New Horizons 21 - Decoding Speech using Invasive Brain-Computer Interfaces based on Intracranial Brain Signals (dSPEECH)

Project: Research council

Project Details

Description

Some patients cannot speak because of impairment or degeneration of neural pathways recruited in speech production or movement such as motor neurone disease (MND) or amyotrophic lateral sclerosis (ALS). However, brain-computer interfaces (BCIs) may benefit them if their brain structure responsible for language or cognition is intact, as BCIs have the potential to bypass damaged neural pathways by decoding brain signals into speech directly.

BCIs may use invasive or non-invasive ways for brain signal recording. In general, the brain signals recorded by non-invasive BCIs such as electroencephalography (EEG) is of poor quality with low signal-to-noise ratio, so non-invasive BCIs cannot decode speech with acceptable performance at present. Differently, invasive BCIs such as electrocorticography (ECoG) and stereo-electroencephalography (SEEG) can collect high-quality intracranial brain signals with adequate spatial and temporal resolution, so it is promising to use invasive BCIs to decode speech.
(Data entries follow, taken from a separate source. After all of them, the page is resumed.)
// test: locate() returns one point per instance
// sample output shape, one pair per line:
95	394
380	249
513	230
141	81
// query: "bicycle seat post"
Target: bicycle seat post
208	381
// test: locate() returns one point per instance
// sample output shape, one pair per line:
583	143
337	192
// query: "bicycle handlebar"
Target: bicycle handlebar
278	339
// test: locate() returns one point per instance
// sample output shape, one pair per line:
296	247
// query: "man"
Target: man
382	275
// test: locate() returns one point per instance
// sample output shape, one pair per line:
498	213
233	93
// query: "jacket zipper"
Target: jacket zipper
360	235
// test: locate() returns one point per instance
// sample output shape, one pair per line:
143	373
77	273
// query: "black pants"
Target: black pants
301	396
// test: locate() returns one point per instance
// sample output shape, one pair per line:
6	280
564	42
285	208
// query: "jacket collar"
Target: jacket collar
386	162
Through overt speech using invasive BCIs (ECoG and SEEG) have been developed rapidly and many excellent results are generated in recent years, the covert (imagined) speech decoding is still challenging. There are several reasons behind this situation. The first and major reason is because the associated neural signals are weak and variable compared to overt speech, hence it is very difficult to decode covert speech by machine learning algorithms The second reason is the limited imagined speech dataset recorded invasively. This limited dataset cannot be relieved using an animal model because animals use a system of communication that is believed to be limited to expression of a finite number of utterances that is mostly determined genetically. In addition, recordings on humans are generally restricted to non-invasive techniques. Intracranial data can only be obtained in a clinical environment from patients with drug resistant epilepsy or other neural related conditions. Inclusion criteria, such as normal cognition and the ability to articulate, for speech study further decrease the number of potential subjects. This project (dSPEECH) aims to make some breakthrough regarding the above factors and do a novel study.
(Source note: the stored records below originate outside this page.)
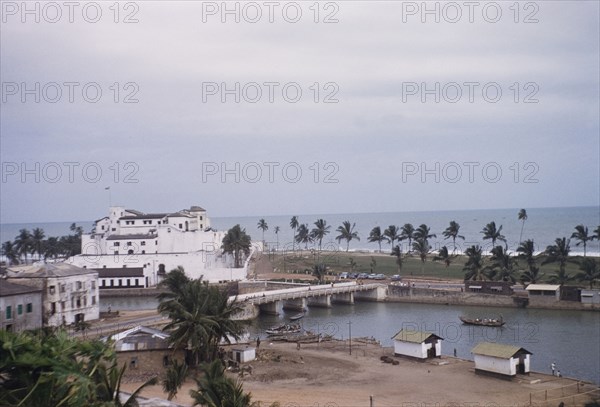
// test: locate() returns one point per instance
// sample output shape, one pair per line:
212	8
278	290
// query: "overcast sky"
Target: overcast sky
366	134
In dSPEECH, we are ambitious to decode covert speech using invasive BCIs (ECoG and SEEG). We will establish new paradigms for a new generation of brain-to-text BCIs, develop advanced machine learning/deep learning algorithms for decoding covert speech, and construct the world's first ECoG/SEEG dataset for covert speech. We will also tackle the possible problems on ethical issues and data management. With the available of such ECoG/SEEG dataset and the proper decoding methods, we are confident to make big progress on research of decoding covert speech.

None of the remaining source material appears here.